Discussion: Windows NLB does only work if all members of an array get all packets for a balanced service. To achieve this, Windows knows 3 modes of load balancing: Unicast, Multicast, and Multicast IGMP. And all of them have problems:

Unicast: Windows uses a normal mac address for his virtual IP address, but never sends any packet from this mac. The switch never learns a mac address entry and has to broadcast all packets for this mac. (Broadcast Flooding)

Multicast (IGMP): Windows uses mutlicast macs for the virtual IP. This seams correct, because this way the switch could learn which ports are part of the array and which are not (IGMP), but the problem is: an arp request for an unicast address (virtual IP) must not resolve to an multicast mac address. Cisco switches simply ignore this arp responses. Multicast mac addresses start with the lsb bit of the first bit set, typically 01:XX:XX:XX:XX:XX or 03:XX:XX:XX:XX:XX.
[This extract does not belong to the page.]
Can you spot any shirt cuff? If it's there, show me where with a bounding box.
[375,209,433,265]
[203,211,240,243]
My solution was to use Unicast mode and don’t use IGMP. The other solution would be to statically set arp and the mac-address-table on the cisco switch, and force it to use the incorrect mac address.

BTW: A Network Load Balancing mechanism where every array member receives all traffic, in no real “Network” load balancing, because you dont’t reduce the traffic per server, it just adds additional computers and no additional network capacity.

More info: http://www.cisco.com/en/US/products/hw/switches/ps708/products_configuration_example09186a0080a07203.shtml

Cisco has weird naming conventions for groups of interfaces

If you want to bind some ethernet interfaces into one logical interface between two ciscos switches you have to configure an interface first:

interface Port-channel 1

then add some interfaces into this new interface:

interface GigabitEthernet 1/0/1
        channel-group 1 mode active

and you can check the status with:

show etherchannel 1 summary

Three names for the same thing. Does anybody know, why ?

 

L2TP tunnel between two cisco routers

Problem: a Cisco 1941 [15.1(2)T2] (Client) tries to connect to an Cisco7300 [12.3(22)] (Server) using L2TP, but after successful authentication of the client the server drops the connection.

Solution: The client tried to authenticate the server, but the server had no password for authentication. Normally only the client authenticates to the server in ISP environments. Server sends “O CHALLENGE” client sends “I RESPONSE”. In this case the Client sent “O CHALLENGE” back. I debugged this problem by removing the following line from the clients interface Virtual-PPP section:

ppp authentication chap pap callin optional

Usually this means “authenticate a client (optionally) using chap or pap when it calls in”, but on this router/ios-release the client tried to authenticate the server when this line is present.

Cisco Access Point blocking PPTP

Vienna: 10. August 2011

Problem: A network of some Cisco Access Points AIR-AP1142N-E-K9 connected to an small router works good as expected but when the user tries to connect to en PPTP VPN the connection fails with a time-out.

Solution: it was no NAT problem in this case (I fixed this before). Cisco IOS 12.4(21)?? has officially a bug not sending GRE (Proto:47) packets from the network to the client. IOS Version 12.4(25d)JA fixed this bug.

Strange! An access point in bridging mode filters depending on protocol numbers. So I guess it’s not really a bridge that Cisco implemented in this IOS device.